Michigan’s secretary of state, Jocelyn Benson, described her family’s experience this past weekend: “As my 4-year-old son and I were finishing up decorating the house for Christmas on Saturday night, and he was about to sit down and to watch ‘How the Grinch Stole Christmas,’ dozens of armed individuals stood outside my home shouting obscenities and chanting into bullhorns in the dark of night.”

So far, what happened to Benson doesn’t appear to be turning into a big cultural moment. There’s no frisson of the new about it; it’s pretty routine for Trumpists to threaten and intimidate people who work in both public health and election administration.

Remember the St. Francois County public health director who was bullied into resigning? (You can read here what she went through.) I take it there has been no effort whatsoever to find out who threatened her. The bullies won.

Back to Michelle Goldberg.

Democrats have just won the popular vote in the seventh out of the last eight presidential elections. In the aftermath, analysts have overwhelmingly focused on what Democrats, not Republicans, must do to broaden their appeal. Partly, this stems from knee-jerk assumptions about the authenticity of the so-called heartland. But it’s also just math — only one of our political parties needs to win an overwhelming national majority in order to govern.

I like that “knee-jerk assumptions about the authenticity of the so-called heartland.” You don’t get any more “heartland” than St. Francois County, Missouri. Even the bullied county health official said “I know in my heart these are good people.” Oh, hell, no, they are not. They are ignorant thugs who get off on being thugs and who are allowed to get away with being thugs. This national myth of the virtuous all-American “heartland” versus the alien and corrupt “elitist coastal cities” has got to stop. I’ve lived among so-called heartlanders and in New York City, and while individuals vary on the whole I’ll take New Yorkers in a heartbeat.

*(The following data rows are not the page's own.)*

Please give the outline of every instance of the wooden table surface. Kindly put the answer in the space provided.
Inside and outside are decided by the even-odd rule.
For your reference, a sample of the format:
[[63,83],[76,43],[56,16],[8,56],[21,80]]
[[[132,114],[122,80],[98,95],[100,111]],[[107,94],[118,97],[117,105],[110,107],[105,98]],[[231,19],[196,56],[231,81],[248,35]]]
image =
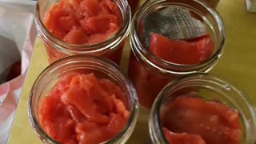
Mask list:
[[[235,83],[256,104],[256,13],[246,12],[242,0],[222,0],[217,10],[225,23],[226,42],[222,57],[210,73]],[[121,65],[125,70],[129,54],[126,46]],[[27,99],[35,78],[47,65],[42,43],[37,39],[8,143],[40,143],[29,123]],[[146,139],[146,112],[142,111],[135,131],[127,143],[142,143]]]

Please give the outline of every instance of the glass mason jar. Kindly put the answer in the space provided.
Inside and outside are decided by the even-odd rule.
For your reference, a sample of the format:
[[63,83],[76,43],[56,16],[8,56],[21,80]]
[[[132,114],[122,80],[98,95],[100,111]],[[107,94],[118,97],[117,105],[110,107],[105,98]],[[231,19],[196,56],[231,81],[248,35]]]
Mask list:
[[28,99],[28,114],[30,124],[39,138],[44,143],[58,143],[48,136],[40,126],[38,106],[56,82],[72,72],[94,73],[99,78],[111,80],[123,90],[127,100],[124,102],[126,103],[126,109],[130,113],[130,117],[124,128],[114,138],[104,143],[126,142],[134,129],[138,114],[136,91],[118,66],[105,58],[90,55],[74,55],[58,60],[45,69],[34,83]]
[[162,130],[162,122],[160,120],[164,119],[168,114],[162,114],[168,102],[191,92],[196,93],[197,96],[206,101],[217,101],[216,102],[223,103],[236,110],[239,114],[242,128],[240,143],[256,142],[256,112],[250,97],[233,84],[216,75],[199,73],[179,78],[166,85],[159,93],[150,114],[149,129],[152,143],[168,143]]
[[36,6],[35,22],[38,36],[45,45],[50,63],[66,56],[75,54],[90,54],[107,58],[119,64],[125,41],[129,34],[131,12],[126,0],[116,0],[121,15],[122,26],[116,34],[108,39],[95,43],[76,45],[70,44],[54,36],[44,25],[44,18],[50,6],[58,2],[55,0],[38,0]]
[[137,8],[139,6],[140,0],[128,0],[128,3],[130,6],[131,13],[134,14],[137,10]]
[[[174,6],[188,10],[192,14],[192,17],[202,21],[214,45],[212,54],[199,64],[177,64],[162,60],[150,53],[144,42],[143,34],[143,34],[142,23],[144,18],[149,14]],[[159,21],[162,22],[162,19],[164,18]],[[174,21],[171,23],[174,25],[175,22],[178,25],[182,25],[184,22]],[[178,34],[178,30],[182,30],[175,29],[177,30],[175,32]],[[130,43],[132,53],[128,68],[128,74],[137,90],[139,103],[146,108],[150,108],[162,87],[173,79],[195,72],[210,71],[223,52],[224,42],[222,20],[214,9],[207,3],[198,0],[149,0],[144,2],[135,13],[131,23]]]

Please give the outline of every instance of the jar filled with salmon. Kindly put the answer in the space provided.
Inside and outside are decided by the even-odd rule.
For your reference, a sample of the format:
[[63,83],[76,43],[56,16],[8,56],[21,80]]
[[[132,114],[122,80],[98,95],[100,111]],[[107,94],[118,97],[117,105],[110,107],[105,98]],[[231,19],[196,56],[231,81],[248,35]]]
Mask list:
[[126,0],[38,0],[35,13],[50,63],[90,54],[119,64],[130,19]]
[[123,143],[138,113],[136,91],[121,70],[89,55],[52,63],[34,83],[28,100],[34,132],[50,144]]
[[233,84],[192,74],[162,90],[149,129],[151,143],[254,144],[256,111],[250,97]]
[[140,104],[150,108],[170,81],[208,72],[224,47],[224,26],[209,4],[198,0],[150,0],[134,14],[129,77]]

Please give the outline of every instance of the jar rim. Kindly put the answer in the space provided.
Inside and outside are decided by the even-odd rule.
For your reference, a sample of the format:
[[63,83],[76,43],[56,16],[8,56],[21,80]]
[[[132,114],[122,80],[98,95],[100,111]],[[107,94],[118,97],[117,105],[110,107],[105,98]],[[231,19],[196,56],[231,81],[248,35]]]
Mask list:
[[47,42],[55,49],[69,54],[70,53],[79,53],[81,54],[100,52],[107,50],[109,49],[114,49],[118,46],[128,36],[130,22],[131,22],[131,10],[126,0],[120,0],[122,2],[123,6],[126,7],[126,10],[122,10],[119,6],[119,10],[122,16],[122,24],[119,30],[111,37],[104,40],[103,42],[94,43],[94,44],[72,44],[62,41],[62,39],[55,37],[52,34],[48,29],[45,26],[43,22],[43,18],[41,18],[40,6],[38,0],[36,4],[35,9],[35,22],[37,24],[37,30],[40,37],[46,38]]
[[[44,70],[39,74],[39,76],[36,78],[34,83],[33,84],[30,93],[29,94],[29,98],[27,102],[28,117],[29,117],[30,123],[34,131],[37,134],[39,138],[43,142],[46,143],[58,143],[58,142],[51,138],[50,136],[48,136],[48,134],[46,134],[44,132],[44,130],[42,129],[39,122],[38,122],[34,115],[37,112],[34,112],[33,110],[33,96],[38,90],[38,88],[39,86],[39,82],[42,81],[42,79],[43,79],[45,77],[47,77],[47,74],[49,73],[54,73],[58,69],[62,68],[62,67],[56,68],[56,66],[59,66],[60,64],[61,64],[61,66],[65,66],[65,64],[74,64],[75,62],[86,62],[88,59],[90,59],[90,62],[101,62],[101,64],[104,64],[104,66],[106,66],[106,67],[108,67],[108,69],[113,71],[114,74],[118,74],[118,76],[120,77],[121,80],[123,81],[122,82],[125,82],[125,87],[126,89],[127,89],[126,90],[127,90],[129,93],[129,95],[127,95],[127,98],[130,99],[131,101],[130,106],[130,110],[129,110],[130,114],[126,126],[114,138],[112,138],[111,139],[106,142],[104,142],[102,143],[110,144],[114,142],[119,142],[120,138],[123,138],[122,142],[124,142],[124,141],[126,141],[131,135],[132,131],[135,127],[138,116],[138,100],[137,98],[136,90],[134,88],[132,82],[124,74],[123,71],[114,62],[101,57],[80,54],[80,55],[73,55],[73,56],[66,57],[66,58],[55,61],[54,62],[48,66],[46,69],[44,69]],[[68,63],[70,60],[72,60],[72,62]]]
[[[218,23],[218,28],[219,35],[220,35],[220,38],[219,38],[220,41],[218,42],[218,45],[215,46],[215,47],[217,47],[217,50],[214,52],[214,54],[211,55],[211,57],[208,58],[207,59],[202,62],[199,64],[194,64],[194,65],[178,64],[178,63],[174,63],[174,62],[162,60],[154,56],[153,54],[149,52],[145,48],[145,46],[142,44],[138,38],[138,34],[136,30],[138,25],[136,20],[142,17],[144,14],[148,13],[149,12],[148,9],[150,9],[150,6],[152,6],[154,4],[158,4],[162,2],[169,2],[168,0],[146,1],[141,6],[141,8],[135,13],[132,19],[131,30],[130,30],[130,43],[131,46],[131,50],[134,54],[136,58],[146,63],[146,65],[150,68],[154,67],[158,70],[161,70],[161,71],[167,74],[183,75],[183,74],[196,73],[198,71],[199,72],[210,71],[215,66],[218,59],[222,56],[224,51],[226,35],[225,35],[225,30],[224,30],[224,24],[221,16],[219,15],[218,11],[214,10],[214,8],[211,7],[208,3],[205,2],[199,1],[199,0],[191,0],[191,2],[194,2],[200,5],[200,6],[203,7],[205,10],[207,10],[207,12],[209,12],[209,14],[211,14],[214,21]],[[182,3],[178,1],[177,2],[175,1],[175,2],[169,2],[168,4],[173,5],[173,6],[178,6],[178,4],[182,5]],[[188,8],[187,7],[188,6],[184,6],[184,8]],[[193,7],[189,6],[189,8],[193,8]],[[154,62],[152,62],[150,59],[153,59]],[[180,70],[180,69],[184,69],[186,70],[185,71],[175,70]]]
[[[163,104],[166,101],[166,93],[173,90],[175,86],[178,86],[178,84],[181,84],[185,82],[196,82],[204,80],[205,82],[213,82],[218,86],[225,86],[225,89],[226,90],[233,90],[237,95],[239,97],[239,102],[242,102],[245,104],[244,106],[247,108],[248,112],[250,113],[251,118],[252,118],[252,124],[253,126],[250,126],[251,131],[246,133],[249,133],[249,136],[246,135],[247,140],[249,139],[250,143],[246,144],[254,144],[254,142],[256,142],[256,138],[251,138],[254,134],[256,132],[256,111],[254,111],[253,107],[253,102],[251,98],[242,90],[238,88],[234,84],[230,82],[228,80],[221,78],[218,75],[212,74],[206,74],[206,73],[195,73],[195,74],[187,74],[180,78],[178,78],[174,79],[174,81],[168,83],[158,94],[157,96],[152,109],[150,110],[150,121],[149,121],[149,129],[150,129],[150,134],[151,139],[160,142],[161,143],[166,143],[167,140],[164,136],[164,134],[161,128],[161,122],[160,122],[160,109],[162,104]],[[181,84],[182,85],[182,84]],[[202,84],[201,84],[202,85]],[[181,89],[186,88],[182,87]],[[169,96],[167,96],[169,97]],[[238,107],[235,107],[237,109]],[[240,107],[239,107],[240,108]],[[241,110],[238,110],[240,111]],[[252,134],[250,134],[252,133]],[[156,134],[160,134],[158,137],[156,137]],[[249,138],[248,138],[249,137]],[[250,139],[253,138],[253,139]]]

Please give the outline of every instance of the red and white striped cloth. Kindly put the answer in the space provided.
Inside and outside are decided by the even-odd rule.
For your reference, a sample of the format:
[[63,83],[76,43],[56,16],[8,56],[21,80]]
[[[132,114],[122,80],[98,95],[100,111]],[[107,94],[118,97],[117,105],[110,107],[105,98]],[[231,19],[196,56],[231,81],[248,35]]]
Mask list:
[[[1,6],[0,3],[0,35],[16,43],[22,58],[22,74],[0,85],[0,144],[4,144],[7,141],[32,54],[35,31],[33,14],[14,11]],[[0,46],[0,49],[8,50],[8,47],[6,46]],[[0,62],[5,62],[2,58]]]

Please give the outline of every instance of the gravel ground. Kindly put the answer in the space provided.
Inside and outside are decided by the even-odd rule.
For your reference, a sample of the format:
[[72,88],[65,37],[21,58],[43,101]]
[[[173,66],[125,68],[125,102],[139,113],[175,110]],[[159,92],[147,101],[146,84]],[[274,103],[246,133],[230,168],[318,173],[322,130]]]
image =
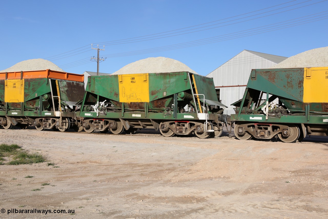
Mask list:
[[0,208],[75,211],[0,217],[327,218],[327,138],[288,144],[239,140],[226,132],[201,139],[146,131],[0,129],[1,143],[55,164],[1,166]]

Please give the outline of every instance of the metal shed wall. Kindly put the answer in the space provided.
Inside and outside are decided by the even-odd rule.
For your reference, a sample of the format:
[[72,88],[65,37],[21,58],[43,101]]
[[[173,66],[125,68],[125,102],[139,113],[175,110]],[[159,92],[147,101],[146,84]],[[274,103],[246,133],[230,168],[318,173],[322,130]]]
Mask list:
[[223,87],[216,88],[220,89],[222,103],[228,106],[224,113],[235,113],[234,107],[230,104],[242,98],[252,69],[266,68],[277,64],[244,50],[208,75],[213,78],[215,87]]

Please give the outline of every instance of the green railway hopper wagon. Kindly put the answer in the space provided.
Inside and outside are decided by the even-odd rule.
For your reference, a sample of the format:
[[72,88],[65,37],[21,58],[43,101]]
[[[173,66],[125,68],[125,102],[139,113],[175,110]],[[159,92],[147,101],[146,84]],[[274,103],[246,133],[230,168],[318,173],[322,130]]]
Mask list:
[[328,67],[252,70],[243,99],[233,104],[240,139],[328,135]]
[[0,125],[5,129],[30,125],[39,130],[64,131],[76,119],[83,98],[84,75],[50,69],[0,73]]
[[188,72],[90,76],[79,116],[89,133],[159,129],[164,136],[219,136],[226,115],[212,78]]

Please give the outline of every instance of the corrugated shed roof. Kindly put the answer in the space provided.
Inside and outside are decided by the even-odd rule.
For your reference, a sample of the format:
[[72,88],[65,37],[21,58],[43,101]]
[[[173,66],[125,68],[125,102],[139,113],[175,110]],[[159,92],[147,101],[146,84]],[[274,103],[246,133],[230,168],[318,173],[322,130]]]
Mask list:
[[270,60],[277,63],[282,61],[288,58],[288,57],[285,57],[284,56],[276,56],[270,54],[267,54],[266,53],[259,53],[258,52],[254,52],[254,51],[247,50],[246,49],[245,50],[245,51],[251,53],[256,56],[258,56],[260,57],[267,59],[268,60]]
[[[86,71],[84,72],[86,72],[89,74],[90,75],[92,76],[94,76],[95,75],[97,75],[97,72],[94,72],[93,71]],[[99,72],[99,75],[109,75],[110,74],[108,74],[107,73],[101,73]]]

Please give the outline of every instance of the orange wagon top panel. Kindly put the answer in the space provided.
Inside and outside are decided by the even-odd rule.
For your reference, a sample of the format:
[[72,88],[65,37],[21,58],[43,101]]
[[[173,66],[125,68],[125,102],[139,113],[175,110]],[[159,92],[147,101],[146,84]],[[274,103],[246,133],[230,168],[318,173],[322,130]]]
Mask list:
[[[7,78],[6,75],[7,75]],[[0,72],[0,80],[27,78],[53,78],[80,82],[84,81],[84,75],[77,74],[52,71],[49,69],[39,71],[27,71],[12,72]]]

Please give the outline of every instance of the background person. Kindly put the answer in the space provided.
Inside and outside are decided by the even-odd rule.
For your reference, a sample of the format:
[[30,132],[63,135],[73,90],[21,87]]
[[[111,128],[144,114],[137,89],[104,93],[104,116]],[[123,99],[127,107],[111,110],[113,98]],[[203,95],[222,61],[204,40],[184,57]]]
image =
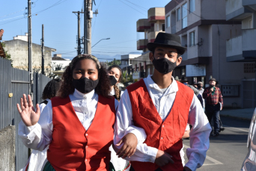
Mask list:
[[210,87],[206,87],[203,93],[205,99],[205,111],[209,122],[213,118],[214,136],[219,135],[219,111],[222,110],[223,100],[220,89],[216,87],[216,79],[212,78],[209,81]]
[[122,69],[118,65],[112,65],[108,69],[108,75],[112,84],[110,94],[120,101],[123,92],[120,90],[117,84],[122,80]]
[[[109,76],[109,80],[111,83],[111,92],[110,95],[113,96],[115,99],[120,100],[121,96],[121,91],[118,87],[117,84],[122,80],[122,69],[119,66],[113,65],[109,67],[108,75]],[[113,149],[112,146],[109,147],[111,151],[111,164],[112,164],[112,168],[109,168],[109,171],[112,170],[129,170],[130,162],[129,161],[124,160],[121,158],[118,158],[116,152]]]

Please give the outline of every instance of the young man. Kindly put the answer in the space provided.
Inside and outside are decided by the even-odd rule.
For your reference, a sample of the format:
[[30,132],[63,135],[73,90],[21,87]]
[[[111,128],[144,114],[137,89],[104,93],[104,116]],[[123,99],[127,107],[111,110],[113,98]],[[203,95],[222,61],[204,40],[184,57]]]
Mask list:
[[210,78],[209,81],[210,87],[206,87],[203,93],[203,98],[205,99],[206,115],[210,122],[213,116],[213,136],[215,137],[219,135],[219,111],[222,111],[223,107],[222,92],[219,87],[216,87],[216,78]]
[[[124,91],[117,112],[114,143],[119,142],[129,125],[141,127],[147,138],[127,158],[132,161],[134,170],[195,170],[205,160],[211,128],[192,90],[171,76],[186,48],[181,46],[179,36],[166,33],[159,33],[147,48],[153,74]],[[183,167],[180,151],[187,123],[192,125],[191,148],[186,150],[189,161]],[[126,152],[125,147],[120,151]]]

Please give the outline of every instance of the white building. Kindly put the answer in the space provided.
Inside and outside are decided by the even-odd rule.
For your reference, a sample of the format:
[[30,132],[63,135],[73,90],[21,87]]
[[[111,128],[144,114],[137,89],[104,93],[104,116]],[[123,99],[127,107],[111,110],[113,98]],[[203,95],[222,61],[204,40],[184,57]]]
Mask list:
[[[256,1],[226,0],[226,19],[240,21],[242,32],[227,39],[226,60],[243,65],[246,75],[255,75],[256,62]],[[234,34],[234,32],[231,34]],[[249,63],[253,62],[253,63]],[[242,106],[255,108],[255,78],[245,76],[242,80]]]
[[[13,37],[13,40],[2,41],[5,45],[4,50],[10,55],[13,67],[27,70],[28,66],[28,34],[22,36]],[[56,49],[44,47],[44,71],[47,75],[52,63],[52,52]],[[41,72],[42,48],[40,45],[32,43],[32,69]]]
[[[182,46],[187,47],[174,76],[186,76],[189,84],[202,81],[207,86],[212,75],[219,81],[224,107],[244,108],[242,80],[254,78],[255,73],[245,71],[244,65],[252,63],[228,60],[226,40],[241,35],[242,28],[240,21],[226,20],[226,1],[171,1],[165,6],[165,32],[179,35]],[[237,5],[239,1],[228,1]]]

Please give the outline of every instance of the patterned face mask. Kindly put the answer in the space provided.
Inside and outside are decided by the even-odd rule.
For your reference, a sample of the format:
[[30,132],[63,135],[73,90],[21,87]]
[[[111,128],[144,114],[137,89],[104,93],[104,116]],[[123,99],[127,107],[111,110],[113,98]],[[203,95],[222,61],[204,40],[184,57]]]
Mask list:
[[152,63],[155,69],[162,74],[168,74],[172,72],[177,66],[176,61],[173,63],[166,58],[156,60],[153,57]]

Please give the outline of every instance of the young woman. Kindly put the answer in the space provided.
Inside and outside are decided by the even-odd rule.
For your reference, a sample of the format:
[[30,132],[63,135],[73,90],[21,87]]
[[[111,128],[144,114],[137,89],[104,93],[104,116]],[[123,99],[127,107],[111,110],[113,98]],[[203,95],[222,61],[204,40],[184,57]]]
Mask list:
[[[108,86],[106,86],[108,85]],[[41,116],[30,96],[17,108],[22,118],[19,135],[28,148],[48,145],[43,170],[108,170],[118,102],[109,96],[110,82],[98,60],[91,55],[74,57],[67,67],[58,97],[52,98]],[[135,136],[124,137],[124,152],[131,156]]]
[[122,92],[116,84],[122,80],[122,69],[119,66],[112,65],[108,69],[108,75],[112,84],[110,94],[120,101]]

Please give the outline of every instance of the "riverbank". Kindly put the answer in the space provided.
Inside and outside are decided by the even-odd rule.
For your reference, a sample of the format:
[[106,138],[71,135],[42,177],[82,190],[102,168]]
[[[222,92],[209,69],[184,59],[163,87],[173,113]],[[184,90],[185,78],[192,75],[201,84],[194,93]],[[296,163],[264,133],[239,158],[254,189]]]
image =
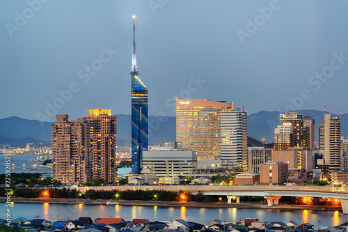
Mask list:
[[[160,207],[188,207],[188,208],[236,208],[251,209],[276,209],[276,210],[308,210],[324,211],[342,211],[340,206],[301,206],[284,205],[269,206],[267,203],[251,203],[227,202],[177,202],[177,201],[110,201],[110,200],[89,200],[80,199],[38,199],[38,198],[12,198],[11,201],[18,203],[51,203],[61,204],[88,204],[88,205],[119,205],[138,206],[160,206]],[[6,202],[6,198],[0,197],[0,202]]]

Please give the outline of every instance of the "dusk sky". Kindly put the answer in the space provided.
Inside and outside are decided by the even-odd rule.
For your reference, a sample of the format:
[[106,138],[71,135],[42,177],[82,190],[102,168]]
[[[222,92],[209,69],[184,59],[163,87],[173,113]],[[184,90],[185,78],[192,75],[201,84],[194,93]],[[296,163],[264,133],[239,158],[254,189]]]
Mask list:
[[348,111],[348,1],[1,0],[0,118],[130,114],[133,15],[150,116],[176,97]]

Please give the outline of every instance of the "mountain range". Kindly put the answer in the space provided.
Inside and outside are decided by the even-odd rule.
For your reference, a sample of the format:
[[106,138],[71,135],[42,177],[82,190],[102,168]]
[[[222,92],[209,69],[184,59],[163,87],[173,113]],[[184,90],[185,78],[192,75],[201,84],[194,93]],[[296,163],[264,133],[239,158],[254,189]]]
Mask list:
[[[310,115],[315,121],[317,141],[317,125],[320,124],[323,112],[317,110],[299,110],[299,114]],[[279,114],[283,112],[261,111],[248,116],[248,136],[261,141],[267,139],[266,143],[273,142],[274,128],[279,125]],[[326,113],[330,114],[330,113]],[[131,116],[117,114],[117,145],[130,146]],[[333,116],[338,116],[333,114]],[[75,120],[70,118],[70,120]],[[11,146],[23,145],[27,143],[42,144],[49,146],[52,125],[54,123],[41,122],[11,116],[0,119],[0,144]],[[341,134],[348,137],[348,114],[341,116]],[[175,116],[149,117],[149,144],[163,145],[165,142],[175,141]]]

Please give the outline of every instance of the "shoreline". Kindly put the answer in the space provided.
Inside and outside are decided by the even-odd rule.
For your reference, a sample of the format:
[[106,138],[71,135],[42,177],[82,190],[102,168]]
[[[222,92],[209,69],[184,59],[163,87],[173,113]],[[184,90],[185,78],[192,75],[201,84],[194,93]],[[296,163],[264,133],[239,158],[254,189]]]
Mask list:
[[[341,211],[340,206],[301,206],[283,205],[269,206],[267,203],[232,203],[227,202],[177,202],[177,201],[110,201],[110,200],[88,200],[80,199],[31,199],[31,198],[11,198],[11,201],[17,203],[62,203],[62,204],[88,204],[106,206],[160,206],[160,207],[189,207],[189,208],[236,208],[251,209],[274,209],[283,210],[308,210],[323,211]],[[0,197],[0,202],[6,202],[6,198]]]

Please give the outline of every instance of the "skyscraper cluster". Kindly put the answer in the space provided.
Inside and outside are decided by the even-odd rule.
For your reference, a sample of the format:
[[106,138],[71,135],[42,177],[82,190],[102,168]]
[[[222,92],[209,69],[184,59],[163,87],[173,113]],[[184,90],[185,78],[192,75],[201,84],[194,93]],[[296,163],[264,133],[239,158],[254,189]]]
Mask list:
[[[138,77],[133,22],[132,56],[132,169],[142,169],[143,151],[148,150],[148,89]],[[117,117],[110,109],[88,109],[89,115],[76,121],[57,115],[52,125],[52,176],[63,184],[103,179],[117,180]]]
[[221,160],[230,169],[246,171],[247,113],[234,103],[177,99],[176,139],[197,152],[197,160]]

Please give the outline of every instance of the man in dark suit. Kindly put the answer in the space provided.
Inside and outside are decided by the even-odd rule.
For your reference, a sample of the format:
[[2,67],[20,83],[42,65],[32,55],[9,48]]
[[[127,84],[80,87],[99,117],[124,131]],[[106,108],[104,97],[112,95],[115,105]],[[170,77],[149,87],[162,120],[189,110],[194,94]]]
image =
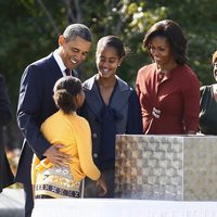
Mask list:
[[42,159],[48,157],[53,164],[64,166],[71,157],[59,152],[63,144],[51,145],[41,135],[41,123],[58,111],[53,86],[66,69],[76,76],[74,68],[82,61],[91,48],[90,29],[82,24],[69,25],[59,37],[59,48],[50,55],[28,65],[21,79],[17,107],[17,123],[24,136],[24,144],[18,163],[16,182],[24,184],[25,217],[34,207],[30,167],[33,154]]
[[11,119],[11,102],[7,92],[4,78],[0,75],[0,192],[3,188],[12,184],[14,179],[3,145],[3,127],[8,125]]

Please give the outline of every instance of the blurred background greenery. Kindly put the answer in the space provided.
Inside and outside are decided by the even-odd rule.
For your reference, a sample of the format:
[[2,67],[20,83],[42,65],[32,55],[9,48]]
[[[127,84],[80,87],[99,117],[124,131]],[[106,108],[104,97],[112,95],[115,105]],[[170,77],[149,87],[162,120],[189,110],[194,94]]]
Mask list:
[[130,52],[118,75],[135,86],[137,71],[151,62],[142,51],[150,26],[164,18],[180,24],[188,38],[189,64],[202,85],[214,82],[210,58],[217,49],[216,0],[0,0],[0,72],[14,111],[5,130],[7,143],[21,146],[16,126],[20,79],[25,67],[58,48],[58,36],[71,23],[84,23],[93,34],[93,47],[79,68],[81,80],[95,73],[95,42],[104,35],[119,36]]

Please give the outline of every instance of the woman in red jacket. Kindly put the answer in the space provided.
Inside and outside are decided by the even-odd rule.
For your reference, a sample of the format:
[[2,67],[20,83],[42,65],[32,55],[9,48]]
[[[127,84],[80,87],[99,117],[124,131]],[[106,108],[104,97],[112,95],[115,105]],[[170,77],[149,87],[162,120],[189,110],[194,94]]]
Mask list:
[[153,60],[139,69],[136,81],[144,133],[196,133],[200,82],[187,65],[187,39],[180,26],[170,20],[157,22],[143,47]]

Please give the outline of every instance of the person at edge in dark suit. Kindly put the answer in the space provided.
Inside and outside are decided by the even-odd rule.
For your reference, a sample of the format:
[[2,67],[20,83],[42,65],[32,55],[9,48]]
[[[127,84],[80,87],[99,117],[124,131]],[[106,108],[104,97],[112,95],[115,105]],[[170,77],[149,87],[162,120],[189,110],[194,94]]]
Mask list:
[[12,119],[11,102],[7,92],[7,84],[0,75],[0,192],[13,183],[14,177],[3,145],[3,127]]
[[[91,48],[92,36],[84,24],[72,24],[59,37],[59,48],[46,58],[29,64],[21,78],[17,105],[17,123],[24,137],[21,158],[15,177],[24,186],[25,217],[34,208],[30,168],[34,153],[56,166],[64,166],[72,158],[60,152],[63,144],[51,145],[40,132],[41,124],[58,111],[53,101],[53,87],[58,79],[71,75],[77,77],[76,68]],[[66,71],[67,69],[67,71]]]
[[98,41],[98,74],[84,82],[86,100],[80,115],[90,124],[92,156],[107,184],[107,193],[89,178],[85,179],[85,197],[114,197],[115,136],[142,135],[142,116],[136,91],[116,74],[126,56],[126,48],[116,36]]
[[217,50],[212,56],[216,82],[201,87],[199,129],[203,135],[217,136]]

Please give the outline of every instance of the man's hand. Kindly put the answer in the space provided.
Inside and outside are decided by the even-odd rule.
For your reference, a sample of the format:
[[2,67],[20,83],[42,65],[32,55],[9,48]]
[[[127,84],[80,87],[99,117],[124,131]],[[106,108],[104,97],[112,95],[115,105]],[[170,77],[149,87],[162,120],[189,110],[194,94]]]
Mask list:
[[43,156],[48,157],[55,166],[67,166],[72,163],[72,156],[60,152],[59,149],[64,148],[64,144],[53,144],[46,150]]

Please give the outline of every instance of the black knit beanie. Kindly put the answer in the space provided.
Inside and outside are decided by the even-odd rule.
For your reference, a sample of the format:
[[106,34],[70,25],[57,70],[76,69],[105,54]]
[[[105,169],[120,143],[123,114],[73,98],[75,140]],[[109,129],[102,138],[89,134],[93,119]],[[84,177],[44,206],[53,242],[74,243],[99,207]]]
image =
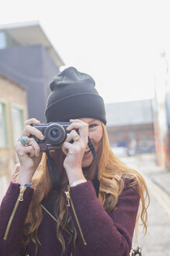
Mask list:
[[105,105],[92,76],[69,67],[54,76],[45,112],[47,122],[93,118],[106,123]]

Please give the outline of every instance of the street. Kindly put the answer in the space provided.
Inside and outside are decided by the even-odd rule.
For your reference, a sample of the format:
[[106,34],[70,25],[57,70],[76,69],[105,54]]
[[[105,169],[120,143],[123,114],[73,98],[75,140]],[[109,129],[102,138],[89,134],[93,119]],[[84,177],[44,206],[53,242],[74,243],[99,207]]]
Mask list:
[[[143,175],[149,190],[151,203],[145,236],[139,226],[143,256],[170,256],[170,171],[158,166],[154,155],[120,159]],[[137,247],[135,238],[133,244]]]

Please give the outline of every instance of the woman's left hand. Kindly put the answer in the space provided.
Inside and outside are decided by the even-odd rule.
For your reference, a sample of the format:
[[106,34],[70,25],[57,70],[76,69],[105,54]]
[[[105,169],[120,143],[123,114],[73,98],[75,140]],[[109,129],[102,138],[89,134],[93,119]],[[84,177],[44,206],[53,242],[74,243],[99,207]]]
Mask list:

Republican officials remain buffered from the consequences of their rhetoric. They continue to at least wink at, if not openly encourage, violence and lawlessnes, and they don’t have to answer for it. I believe all Democrats running for office this year were pushed to publicly state they don’t condone violent protests, but Republicans get a pass from news media and the general public at intimidation and threats of public officials.

If Republicans are facing consequences, it’s within their own ranks.

State party chairs are tearing into their governors. Elected officials are knifing one another in the back. Failed candidates are seizing on Trump’s rhetoric to claim they were also victims of voter fraud in at least a half dozen states.

If Trump’s attempts at overturning the election — which are ongoing, I should note — had succeeded, there would never be another normal election in this country again. However, it’s also the case that Lou Dobbs and Stephen Miller had a screaming fit at each other, which is worth something, I suppose.

But when’s it going to stop? Members of the Trump Administration are still dragging their feet at cooperating with the transition. Congressional Republican leadership is still refusing to acknowledge that Biden won the election. The election was five weeks ago. News outlets called it a month ago.

All kinds of excuses have been made for the GOP’s spineless deferral to Trump’s attempts at a coup. We’re all supposed to give them time to adjust. And for some reason only Democrats are ever held accountable for the bad actions of their supporters; that’s been true for a long time. But the Republicans are playing with fire, and we are not at all out of danger yet. We won’t be for a while.